在 Dynamodb 中扫描和查询的区别是什么? 什么时候使用扫描/查询?

DynamoDB 文档中指定的查询操作:

查询操作只搜索主键属性值,并支持关键属性值上的一个比较运算符子集来细化搜索过程。

和扫描操作:

扫描操作扫描整个表。您可以指定应用于结果的筛选器,以便在完成扫描后精炼返回给您的值。

根据性能和成本,哪一个是最好的?

71055 次浏览

You are having dynamodb table partition key/primary key as customer_country. If you use query, customer_country is the mandatory field to make query operation. All the filters can be made only items that belongs to customer_country.

If you perform table scan the filter will be performed on all partition key/primary key. First it fetched all data and apply filter after fetching from table.

eg:

here customer_country is the partition key/primary key and id is the sort_key

-----------------------------------


customer_country | name   | id


-----------------------------------
VV               | Tom    | 1


VV               | Jack   | 2


VV               | Mary   | 4


BB               | Nancy  | 5


BB               | Lom    | 6


BB               | XX     | 7


CC               | YY     | 8


CC               | ZZ     | 9


------------------------------------
  • If you perform query operation it applies only on customer_country value. The value should only be equal operator (=).

  • So only items equal to that partition key/primary key value are fetched.

  • If you perform scan operation it fetches all items in that table and filter out data after it takes that data.

Note: Don't perform scan operation it exceeds your RCU.

In terms of performance, I think it's good practice to design your table for applications to use Query instead of Scan. Because a scan operation always scan the entire table before it filters out the desired values, which means it takes more time and space to process data operations such as read, write and delete. For more information, please refer to the official document

When creating a Dynamodb table select Primary Keys and Local Secondary Indexes (LSIs) so that a Query operation returns the items you want.
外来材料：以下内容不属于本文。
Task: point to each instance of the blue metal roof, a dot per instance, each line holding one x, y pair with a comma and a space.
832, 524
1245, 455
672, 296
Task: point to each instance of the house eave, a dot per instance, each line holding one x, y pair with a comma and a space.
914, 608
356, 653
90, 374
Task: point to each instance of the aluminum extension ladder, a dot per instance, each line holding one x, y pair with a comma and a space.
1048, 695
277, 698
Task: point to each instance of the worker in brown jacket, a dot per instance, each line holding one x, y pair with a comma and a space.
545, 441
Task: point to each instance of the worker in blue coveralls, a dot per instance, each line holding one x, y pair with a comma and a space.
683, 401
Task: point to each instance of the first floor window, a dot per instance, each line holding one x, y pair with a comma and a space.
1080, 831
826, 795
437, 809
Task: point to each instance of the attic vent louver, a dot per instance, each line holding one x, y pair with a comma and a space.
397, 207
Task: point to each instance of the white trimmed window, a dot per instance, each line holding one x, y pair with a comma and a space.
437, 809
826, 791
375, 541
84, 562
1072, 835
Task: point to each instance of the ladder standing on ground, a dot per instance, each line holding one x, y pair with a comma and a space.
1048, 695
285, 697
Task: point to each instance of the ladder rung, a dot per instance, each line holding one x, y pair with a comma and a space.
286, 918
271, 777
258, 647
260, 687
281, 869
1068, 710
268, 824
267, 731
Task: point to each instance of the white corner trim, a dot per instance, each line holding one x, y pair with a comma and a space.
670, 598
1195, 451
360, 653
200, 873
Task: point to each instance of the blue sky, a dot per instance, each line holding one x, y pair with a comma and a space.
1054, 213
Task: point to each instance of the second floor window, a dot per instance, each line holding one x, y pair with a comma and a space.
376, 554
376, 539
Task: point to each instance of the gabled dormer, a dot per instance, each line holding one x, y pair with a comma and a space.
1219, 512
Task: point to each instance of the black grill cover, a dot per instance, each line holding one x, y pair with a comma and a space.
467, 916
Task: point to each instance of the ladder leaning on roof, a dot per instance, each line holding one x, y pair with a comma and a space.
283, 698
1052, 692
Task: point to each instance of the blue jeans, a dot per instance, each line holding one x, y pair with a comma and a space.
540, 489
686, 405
Query operations only support an equal operator evaluation of the Primary Key, but conditional (=, <, <=, >, >=, Between, Begin) on the Sort Key.

Scan operations are generally slower and more expensive as the operation has to iterate through each item in your table to get the items you are requesting.

Example:

Table: CustomerId, AccountType, Country, LastPurchase


Primary Key: CustomerId + AccountType

In this example, you can use a Query operation to get:

  1. A CustomerId with a conditional filter on AccountType

A Scan operation would need to be used to return:

  1. All Customers with a specific AccountType
  2. Items based on conditional filters by Country, ie All Customers from USA
  3. Items based on conditional filters by LastPurchase, ie All Customers that made a purchase in the last month

To avoid scan operations on frequently used operations create a Local Secondary Index (LSI) or Global Secondary Index (GSI).

Example:

Table: CustomerId, AccountType, Country, LastPurchase


Primary Key: CustomerId + AccountType
GSI: AccountType + CustomerId
LSI: CustomerId + LastPurchase

In this example a Query operation can allow you to get:

  1. A CustomerId with a conditional filter on AccountType
  2. [GSI] A conditional filter on CustomerIds for a specific AccountType
  3. [LSI] A CustomerId with a conditional filter on LastPurchase

Query is much better than Scan - performence wise. scan, as it's name imply, will scan the whole table. But you must be well aware of the table key, sort key, indexes and and related sort indexes in order to know that you can use the Query. if you filter your query using:

  • key
  • key & key sort
  • index
  • index and it's related sort key

use Query! otherwise use scan which is more flexible about which columns you can filter.

you can NOT Query if:

  • more that 2 fields in the filter (e.g. key, sort and index)
  • sort key only (of primary key or index)
  • regular fields (not key, index or sort)
  • mixed index and sort (index1 with sort of index2)\
  • ...

a good explaination: https://medium.com/@amos.shahar/dynamodb-query-vs-scan-sql-syntax-and-join-tables-part-1-371288a7cb8f

Its similar as in the relational database.

Get query you are using a primary key in where condition, The computation complexity is log(n) as the most of key structure is binary tree.

while scan query you have to scan whole table then apply filter on every single row to find the right result. The performance is O(n). Its much slower if your table is big.

In short, Try to use query if you know primary key. only scan for only the worst case.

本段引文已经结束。